Expert Determination: 
This procedure is usually faster than litigation or arbitration.  Again the parties can decide the procedure to be followed and can agree that the process will remain private.  But there are some key differences between arbitration and expert determination.  For example, an expert can use his own knowledge and experience to reach his decision, but cannot determine a question of law.  Expert Determination is best used where there is a discrete argument of fact between the parties, such as the quality of works undertaken.  Expert Determination can be used in the context of a litigation.

Adjudication:
Adjudication is also a fast track method of dispute resolution.  It usually takes between four and eight weeks.  It is akin to arbitration.  However, unlike other forms of dispute resolution, the decision reached by the adjudicator is temporary and may be overridden by a subsequent arbitration or adjudication.   The parties may agree to adjudication before or after a dispute has arisen.  In relation to certain construction projects there may be an entitlement to refer a dispute to adjudication under the Housing Grants, Construction and Regeneration Act 1996.  Because of its speed and because the adjudicator may be a specialist in construction, it is a popular method of resolving disputes in the construction sector.

Mediation:
The danger with adjudicative processes of dispute resolution is that the parties become polarised.  Long term relations may therefore be damaged.  Mediation is not about a third party imposing a decision.  It is about facilitating the parties to come to their own agreement.  Mediation can therefore allow issues beyond the dispute itself to be taken into account.  Innovative solutions can be found to maintain relations going forward.  A mediation can be established quickly and normally takes a day of meetings to conclude.  The mediator will listen to the respective parties' positions, concerns, or motivations and can be given information in confidence.  He will move between the parties to bring them together in agreement.  Nothing is binding, or can be relied upon in subsequent proceedings, until an agreement is reached.  Depending on time pressures, mediation may be worth engaging in before following adjudicative dispute resolution procedures.  Indeed, in England, there may be consequences in the award of expenses by the court if mediation has not been attempted.  Mediation is useful as much in commercial disputes as it is in Family disputes.

Negotiation:
Negotiation is mediation without the mediator.  It involves the parties, or their representatives seeking to resolve the dispute in a commercial, sensible manner, to avoid the risks and costs of other methods of dispute resolution.  Negotiation is an art which requires skill and experience.  The kind of skill and experience that Taylor Law can offer through the years involved in dispute resolution of its personnel.

Dispute Avoidance: Disputes are expensive.
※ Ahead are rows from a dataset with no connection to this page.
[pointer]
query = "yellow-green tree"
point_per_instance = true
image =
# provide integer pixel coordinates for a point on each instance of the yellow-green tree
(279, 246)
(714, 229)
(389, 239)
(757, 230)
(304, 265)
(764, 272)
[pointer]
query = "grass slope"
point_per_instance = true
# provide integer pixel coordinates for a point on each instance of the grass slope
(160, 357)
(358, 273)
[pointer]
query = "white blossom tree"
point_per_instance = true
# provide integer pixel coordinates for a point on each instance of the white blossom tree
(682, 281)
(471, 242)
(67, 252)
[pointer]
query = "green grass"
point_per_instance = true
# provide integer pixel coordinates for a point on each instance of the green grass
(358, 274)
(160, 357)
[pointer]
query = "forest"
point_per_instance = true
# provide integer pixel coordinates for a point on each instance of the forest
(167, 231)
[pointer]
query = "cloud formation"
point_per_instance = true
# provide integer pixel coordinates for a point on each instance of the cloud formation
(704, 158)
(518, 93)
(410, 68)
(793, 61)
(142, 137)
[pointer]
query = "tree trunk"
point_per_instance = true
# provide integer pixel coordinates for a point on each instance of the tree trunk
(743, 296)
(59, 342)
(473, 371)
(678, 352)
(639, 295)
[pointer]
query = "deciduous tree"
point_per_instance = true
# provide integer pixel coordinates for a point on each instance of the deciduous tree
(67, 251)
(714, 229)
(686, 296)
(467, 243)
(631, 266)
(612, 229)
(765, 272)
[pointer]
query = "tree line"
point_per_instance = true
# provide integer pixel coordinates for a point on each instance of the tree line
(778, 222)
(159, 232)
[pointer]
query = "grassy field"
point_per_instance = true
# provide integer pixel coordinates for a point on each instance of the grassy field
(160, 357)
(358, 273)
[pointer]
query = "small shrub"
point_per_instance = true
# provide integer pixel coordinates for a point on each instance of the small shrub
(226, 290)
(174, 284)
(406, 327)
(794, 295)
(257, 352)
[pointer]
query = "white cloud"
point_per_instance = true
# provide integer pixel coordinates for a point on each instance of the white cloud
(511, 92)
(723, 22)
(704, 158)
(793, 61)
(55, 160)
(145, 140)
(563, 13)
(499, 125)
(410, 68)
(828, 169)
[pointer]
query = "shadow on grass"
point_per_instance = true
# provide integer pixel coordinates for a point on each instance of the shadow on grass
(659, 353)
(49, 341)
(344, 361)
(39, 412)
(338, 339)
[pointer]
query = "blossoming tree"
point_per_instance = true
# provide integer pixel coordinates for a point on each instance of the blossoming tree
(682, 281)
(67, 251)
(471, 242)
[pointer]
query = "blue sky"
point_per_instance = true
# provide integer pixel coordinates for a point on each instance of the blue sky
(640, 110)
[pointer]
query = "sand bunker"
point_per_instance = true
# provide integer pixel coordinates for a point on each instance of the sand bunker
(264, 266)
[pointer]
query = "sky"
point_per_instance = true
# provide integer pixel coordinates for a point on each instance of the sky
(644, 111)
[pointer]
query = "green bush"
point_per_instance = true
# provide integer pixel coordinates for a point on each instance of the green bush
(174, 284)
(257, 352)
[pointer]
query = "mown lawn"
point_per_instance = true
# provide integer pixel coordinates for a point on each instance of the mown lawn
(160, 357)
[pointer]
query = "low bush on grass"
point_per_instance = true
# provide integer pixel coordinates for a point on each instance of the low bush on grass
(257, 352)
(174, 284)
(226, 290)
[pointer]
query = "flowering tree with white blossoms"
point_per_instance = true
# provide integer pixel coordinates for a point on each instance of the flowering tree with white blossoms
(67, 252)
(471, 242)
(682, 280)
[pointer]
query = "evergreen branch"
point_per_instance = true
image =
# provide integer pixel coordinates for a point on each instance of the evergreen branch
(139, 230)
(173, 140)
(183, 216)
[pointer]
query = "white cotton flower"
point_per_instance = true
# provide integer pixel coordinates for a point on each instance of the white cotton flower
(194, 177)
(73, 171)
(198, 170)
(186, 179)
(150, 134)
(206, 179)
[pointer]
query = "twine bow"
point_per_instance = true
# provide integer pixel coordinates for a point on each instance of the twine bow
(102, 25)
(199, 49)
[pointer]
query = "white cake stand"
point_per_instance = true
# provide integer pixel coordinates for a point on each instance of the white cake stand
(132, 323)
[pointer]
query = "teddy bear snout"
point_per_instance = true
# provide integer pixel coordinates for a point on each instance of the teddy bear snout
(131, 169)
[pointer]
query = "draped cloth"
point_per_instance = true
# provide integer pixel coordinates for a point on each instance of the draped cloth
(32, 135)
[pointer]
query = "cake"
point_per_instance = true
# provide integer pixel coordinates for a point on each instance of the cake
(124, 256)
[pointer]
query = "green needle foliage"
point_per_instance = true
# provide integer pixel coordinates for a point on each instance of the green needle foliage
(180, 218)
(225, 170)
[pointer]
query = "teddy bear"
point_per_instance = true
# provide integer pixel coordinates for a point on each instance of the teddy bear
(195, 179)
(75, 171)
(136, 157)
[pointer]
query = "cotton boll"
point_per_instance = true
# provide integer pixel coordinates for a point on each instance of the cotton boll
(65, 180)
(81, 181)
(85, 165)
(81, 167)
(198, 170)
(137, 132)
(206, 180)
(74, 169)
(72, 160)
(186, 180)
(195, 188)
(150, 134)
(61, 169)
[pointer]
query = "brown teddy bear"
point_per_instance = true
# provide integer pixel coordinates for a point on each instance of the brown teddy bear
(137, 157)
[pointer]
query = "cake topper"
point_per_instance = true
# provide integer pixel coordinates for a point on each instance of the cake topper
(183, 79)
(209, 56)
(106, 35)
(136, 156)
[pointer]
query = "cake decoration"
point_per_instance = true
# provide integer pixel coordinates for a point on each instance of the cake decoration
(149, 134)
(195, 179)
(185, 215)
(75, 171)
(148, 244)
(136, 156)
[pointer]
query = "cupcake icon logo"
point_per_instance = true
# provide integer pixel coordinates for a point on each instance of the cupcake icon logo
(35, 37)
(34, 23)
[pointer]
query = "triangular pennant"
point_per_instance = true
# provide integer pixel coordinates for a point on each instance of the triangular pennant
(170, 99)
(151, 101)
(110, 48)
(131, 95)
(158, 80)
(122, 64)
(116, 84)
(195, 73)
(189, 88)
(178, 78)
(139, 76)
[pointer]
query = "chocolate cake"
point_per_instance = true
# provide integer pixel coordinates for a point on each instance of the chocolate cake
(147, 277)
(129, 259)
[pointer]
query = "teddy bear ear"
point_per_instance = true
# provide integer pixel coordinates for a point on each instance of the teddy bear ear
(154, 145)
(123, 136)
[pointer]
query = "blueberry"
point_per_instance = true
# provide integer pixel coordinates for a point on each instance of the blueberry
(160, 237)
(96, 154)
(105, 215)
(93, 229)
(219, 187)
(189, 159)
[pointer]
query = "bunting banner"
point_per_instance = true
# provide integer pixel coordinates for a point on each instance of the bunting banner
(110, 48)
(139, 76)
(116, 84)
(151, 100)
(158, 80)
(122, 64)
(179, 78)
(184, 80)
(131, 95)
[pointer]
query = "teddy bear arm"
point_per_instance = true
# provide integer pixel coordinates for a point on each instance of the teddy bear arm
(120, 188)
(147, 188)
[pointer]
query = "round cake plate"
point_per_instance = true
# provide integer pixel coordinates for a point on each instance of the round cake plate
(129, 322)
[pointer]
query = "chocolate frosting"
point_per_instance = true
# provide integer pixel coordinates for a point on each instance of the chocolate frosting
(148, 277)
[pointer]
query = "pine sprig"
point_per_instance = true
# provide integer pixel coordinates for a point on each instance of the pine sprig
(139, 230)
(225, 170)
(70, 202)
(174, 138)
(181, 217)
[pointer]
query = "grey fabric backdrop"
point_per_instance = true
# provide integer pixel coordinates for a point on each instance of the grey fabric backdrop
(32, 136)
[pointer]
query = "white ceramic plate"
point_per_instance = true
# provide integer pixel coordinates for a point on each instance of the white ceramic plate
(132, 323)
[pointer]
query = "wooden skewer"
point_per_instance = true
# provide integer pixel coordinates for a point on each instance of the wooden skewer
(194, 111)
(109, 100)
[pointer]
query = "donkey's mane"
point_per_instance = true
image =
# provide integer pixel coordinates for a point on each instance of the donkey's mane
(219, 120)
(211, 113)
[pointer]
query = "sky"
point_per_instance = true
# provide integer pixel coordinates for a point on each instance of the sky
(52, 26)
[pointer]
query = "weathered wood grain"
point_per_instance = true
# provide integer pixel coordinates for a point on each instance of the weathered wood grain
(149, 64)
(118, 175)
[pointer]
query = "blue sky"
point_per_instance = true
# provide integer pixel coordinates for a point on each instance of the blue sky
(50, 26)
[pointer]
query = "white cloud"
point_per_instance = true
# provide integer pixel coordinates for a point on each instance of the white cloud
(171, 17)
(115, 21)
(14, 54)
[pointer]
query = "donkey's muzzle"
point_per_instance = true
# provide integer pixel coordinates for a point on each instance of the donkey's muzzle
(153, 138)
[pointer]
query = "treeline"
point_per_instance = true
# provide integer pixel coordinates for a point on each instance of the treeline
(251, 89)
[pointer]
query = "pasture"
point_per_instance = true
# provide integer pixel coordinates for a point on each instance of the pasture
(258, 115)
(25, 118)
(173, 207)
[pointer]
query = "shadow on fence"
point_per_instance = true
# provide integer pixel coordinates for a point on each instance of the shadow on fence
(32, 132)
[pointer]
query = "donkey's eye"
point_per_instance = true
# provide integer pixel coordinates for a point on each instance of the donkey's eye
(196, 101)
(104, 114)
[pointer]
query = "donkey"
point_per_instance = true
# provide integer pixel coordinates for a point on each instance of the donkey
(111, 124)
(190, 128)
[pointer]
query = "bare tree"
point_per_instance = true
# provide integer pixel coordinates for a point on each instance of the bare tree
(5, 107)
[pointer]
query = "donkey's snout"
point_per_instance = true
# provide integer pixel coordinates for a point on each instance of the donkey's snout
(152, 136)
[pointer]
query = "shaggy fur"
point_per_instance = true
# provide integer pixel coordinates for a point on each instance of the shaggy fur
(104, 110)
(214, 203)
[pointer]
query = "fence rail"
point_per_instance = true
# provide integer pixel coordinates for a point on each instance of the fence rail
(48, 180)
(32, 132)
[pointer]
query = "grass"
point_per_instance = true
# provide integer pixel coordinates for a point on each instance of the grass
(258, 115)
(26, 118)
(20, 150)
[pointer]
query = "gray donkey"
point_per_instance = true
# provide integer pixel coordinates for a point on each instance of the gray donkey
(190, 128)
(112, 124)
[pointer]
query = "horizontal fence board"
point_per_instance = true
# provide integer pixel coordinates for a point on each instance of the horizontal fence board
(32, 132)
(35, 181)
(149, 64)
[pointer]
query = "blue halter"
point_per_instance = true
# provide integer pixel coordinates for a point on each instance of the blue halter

They cost money, time and emotional strain whether in business or private life. The likelihood of disputes arising, and the costs involved in resolving disputes that do arise can be reduced.  The most obvious method of doing so is to seek to ensure that the terms of any contract or agreement are clear, precise and unambiguous.  Provisions about dispute resolution procedure, which is tailored to fit with the scope and nature of the contract or agreement should also be included.  Taylor Law can assist you in avoiding or reducing the cost of dispute by reviewing your contracts, agreements, standard terms or by assisting you at the tender stage.